Kanser Tespiti: TP ve TR Yöntemleri Arasında Fark Yok
Çalışmanın en dikkat çekici bulgularından biri de kanser tespit oranları oldu. TP biyopsilerde yüksek dereceli prostat kanseri tespiti %55 iken, TR biyopsi grubunda bu oran %52 olarak saptandı. İki grup arasındaki fark istatistiksel olarak anlamlı bulunmadı (fark: %2,9; P = .40). Bu durum, TP biyopsinin güvenlik avantajlarına ek olarak, kanser tespitinde TR yöntemi kadar etkili olduğunu gösteriyor.
TP biyopsilerin, özellikle prostatın anterior (ön) ve apeks (uç) bölgelerindeki klinik olarak anlamlı kanserleri tespit etmede daha başarılı olduğunu biliyoruz. TR biyopsi bu bölgelerdeki bazı kanserleri atlayabilirken, TP biyopsi daha geniş bir alanda etkili olabiliyor.
TP Biyopsi: Yaygınlaşması Gerekli Bir Yöntem
TP biyopsi, Avrupa Üroloji Derneği tarafından hali hazırda önerilen bir yöntemken, Amerikan Üroloji Derneği ve Ulusal Kapsamlı Kanser Ağı (NCCN) halen her iki yönteme eşit ağırlık vermekte. Ancak, TP biyopsinin sunduğu enfeksiyonsuz süreç ve antibiyotik kullanımına gerek kalmaması gibi avantajlar, bu yöntemin daha yaygın şekilde benimsenmesi gerektiğini ortaya koyuyor.
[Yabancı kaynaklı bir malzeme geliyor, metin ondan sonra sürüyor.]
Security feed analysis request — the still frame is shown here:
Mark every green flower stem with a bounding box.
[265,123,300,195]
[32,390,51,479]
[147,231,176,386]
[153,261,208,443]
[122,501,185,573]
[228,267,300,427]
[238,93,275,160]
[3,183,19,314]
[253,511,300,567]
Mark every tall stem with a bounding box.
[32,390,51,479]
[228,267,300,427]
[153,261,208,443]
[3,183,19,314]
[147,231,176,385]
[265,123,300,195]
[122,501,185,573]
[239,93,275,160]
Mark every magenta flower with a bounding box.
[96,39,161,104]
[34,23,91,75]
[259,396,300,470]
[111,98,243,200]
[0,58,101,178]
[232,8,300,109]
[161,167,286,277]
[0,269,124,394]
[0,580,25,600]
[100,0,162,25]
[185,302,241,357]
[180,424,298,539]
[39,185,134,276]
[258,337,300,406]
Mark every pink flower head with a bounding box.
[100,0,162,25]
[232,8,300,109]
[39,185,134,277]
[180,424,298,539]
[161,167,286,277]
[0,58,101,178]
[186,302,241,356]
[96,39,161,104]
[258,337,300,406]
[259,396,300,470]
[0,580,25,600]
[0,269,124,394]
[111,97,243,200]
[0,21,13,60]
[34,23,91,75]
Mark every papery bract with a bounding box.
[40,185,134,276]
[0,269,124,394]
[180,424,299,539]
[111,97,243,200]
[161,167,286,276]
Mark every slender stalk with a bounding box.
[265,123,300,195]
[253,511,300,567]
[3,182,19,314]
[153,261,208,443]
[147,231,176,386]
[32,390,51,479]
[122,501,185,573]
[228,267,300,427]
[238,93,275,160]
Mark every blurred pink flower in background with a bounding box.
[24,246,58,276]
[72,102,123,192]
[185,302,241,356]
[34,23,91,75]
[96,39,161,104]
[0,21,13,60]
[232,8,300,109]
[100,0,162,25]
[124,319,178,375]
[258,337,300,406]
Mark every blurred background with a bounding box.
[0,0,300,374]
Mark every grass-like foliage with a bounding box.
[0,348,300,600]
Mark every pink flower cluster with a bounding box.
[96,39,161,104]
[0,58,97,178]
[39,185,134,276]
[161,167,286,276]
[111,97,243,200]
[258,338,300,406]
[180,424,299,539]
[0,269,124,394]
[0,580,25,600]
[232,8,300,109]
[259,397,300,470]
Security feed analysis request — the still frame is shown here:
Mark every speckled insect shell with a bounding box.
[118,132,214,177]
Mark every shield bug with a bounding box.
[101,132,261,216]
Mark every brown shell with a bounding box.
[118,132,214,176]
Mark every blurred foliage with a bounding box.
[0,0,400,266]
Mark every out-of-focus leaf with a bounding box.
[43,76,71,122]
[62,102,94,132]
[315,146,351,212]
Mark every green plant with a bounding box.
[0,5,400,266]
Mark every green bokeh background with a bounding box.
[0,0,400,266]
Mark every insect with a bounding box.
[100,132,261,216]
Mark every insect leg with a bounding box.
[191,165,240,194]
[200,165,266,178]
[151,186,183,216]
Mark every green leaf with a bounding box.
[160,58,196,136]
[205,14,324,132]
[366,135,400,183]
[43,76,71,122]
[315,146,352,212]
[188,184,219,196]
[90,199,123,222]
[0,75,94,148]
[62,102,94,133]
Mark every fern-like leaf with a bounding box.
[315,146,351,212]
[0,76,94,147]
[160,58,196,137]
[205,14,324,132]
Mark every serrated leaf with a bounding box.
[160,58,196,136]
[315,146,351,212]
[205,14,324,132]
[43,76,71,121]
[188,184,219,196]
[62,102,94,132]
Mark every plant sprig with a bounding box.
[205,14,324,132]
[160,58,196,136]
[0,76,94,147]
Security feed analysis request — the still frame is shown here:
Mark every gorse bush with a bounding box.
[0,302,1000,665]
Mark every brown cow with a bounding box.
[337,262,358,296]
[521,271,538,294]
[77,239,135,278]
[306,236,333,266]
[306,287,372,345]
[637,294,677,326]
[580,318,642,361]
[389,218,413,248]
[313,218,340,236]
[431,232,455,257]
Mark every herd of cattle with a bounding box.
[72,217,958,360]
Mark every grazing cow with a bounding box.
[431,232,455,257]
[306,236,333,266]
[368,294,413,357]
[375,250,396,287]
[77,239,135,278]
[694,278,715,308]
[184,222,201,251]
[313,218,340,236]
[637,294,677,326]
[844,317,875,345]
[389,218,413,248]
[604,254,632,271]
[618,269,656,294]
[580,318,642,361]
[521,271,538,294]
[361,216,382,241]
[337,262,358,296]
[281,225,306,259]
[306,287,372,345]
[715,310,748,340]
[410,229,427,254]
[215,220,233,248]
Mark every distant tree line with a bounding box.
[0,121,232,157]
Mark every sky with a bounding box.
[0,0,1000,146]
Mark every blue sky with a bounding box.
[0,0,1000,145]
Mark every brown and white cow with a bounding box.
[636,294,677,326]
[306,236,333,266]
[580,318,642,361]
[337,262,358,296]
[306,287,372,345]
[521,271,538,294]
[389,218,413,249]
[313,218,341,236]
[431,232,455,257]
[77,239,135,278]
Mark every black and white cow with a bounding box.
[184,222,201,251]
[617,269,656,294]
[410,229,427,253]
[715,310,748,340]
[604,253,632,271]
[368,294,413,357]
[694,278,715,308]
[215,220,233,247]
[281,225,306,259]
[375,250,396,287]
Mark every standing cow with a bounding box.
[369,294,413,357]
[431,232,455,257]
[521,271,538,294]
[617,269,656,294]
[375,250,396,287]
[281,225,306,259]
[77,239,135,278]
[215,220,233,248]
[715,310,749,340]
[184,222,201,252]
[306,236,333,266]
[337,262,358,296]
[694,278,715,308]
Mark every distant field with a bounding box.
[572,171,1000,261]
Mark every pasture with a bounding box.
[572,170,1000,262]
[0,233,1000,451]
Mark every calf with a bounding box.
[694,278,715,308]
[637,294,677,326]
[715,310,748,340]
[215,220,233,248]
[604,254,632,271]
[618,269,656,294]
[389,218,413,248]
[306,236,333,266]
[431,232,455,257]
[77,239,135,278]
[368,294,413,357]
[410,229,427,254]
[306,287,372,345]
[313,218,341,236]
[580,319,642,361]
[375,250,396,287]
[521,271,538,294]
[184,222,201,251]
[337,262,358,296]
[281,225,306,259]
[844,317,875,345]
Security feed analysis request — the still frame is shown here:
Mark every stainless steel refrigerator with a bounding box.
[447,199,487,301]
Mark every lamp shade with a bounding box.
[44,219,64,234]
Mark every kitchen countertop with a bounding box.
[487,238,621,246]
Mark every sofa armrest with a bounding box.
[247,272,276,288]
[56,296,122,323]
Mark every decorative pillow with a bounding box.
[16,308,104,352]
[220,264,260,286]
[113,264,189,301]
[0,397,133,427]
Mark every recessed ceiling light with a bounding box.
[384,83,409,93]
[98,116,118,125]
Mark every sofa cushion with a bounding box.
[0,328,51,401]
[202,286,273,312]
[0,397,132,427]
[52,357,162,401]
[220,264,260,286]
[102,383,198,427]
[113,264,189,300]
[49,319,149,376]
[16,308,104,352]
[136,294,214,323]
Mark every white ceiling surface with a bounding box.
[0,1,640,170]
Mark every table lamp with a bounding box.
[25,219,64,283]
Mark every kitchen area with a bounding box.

Sonuç: Yeni Bir Standart Doğuyor mu?
Sonuç olarak, TP biyopsi yönteminin enfeksiyon riski açısından üstünlüğü, prostat biyopsisi konusunda yeni bir dönemin başladığını gösteriyor. Antibiyotik direnci gibi küresel sağlık sorunlarına da çözüm getirebilecek bu yöntem, hem güvenlik hem de kanser tespitinde etkili sonuçlar veriyor. Bu bulgular ışığında, TP biyopsinin dünya genelinde prostat biyopsileri için standart yöntem haline gelmesi, gelecekte enfeksiyon riskini en aza indirmek ve sağlık hizmetlerinin kalitesini artırmak adına önemli bir adım olacaktır.
1. Hu JC, Assel M, Allaf ME, et al. Transperineal vs Transrectal Prostate Biopsy—The PREVENT Randomized Clinical Trial. JAMA Oncol. Published online September 19, 2024. doi:10.1001/jamaoncol.2024.4000
2. Transperineal Biopsies Show Superior Safety Over Transrectal Method - Medscape - September 19, 2024.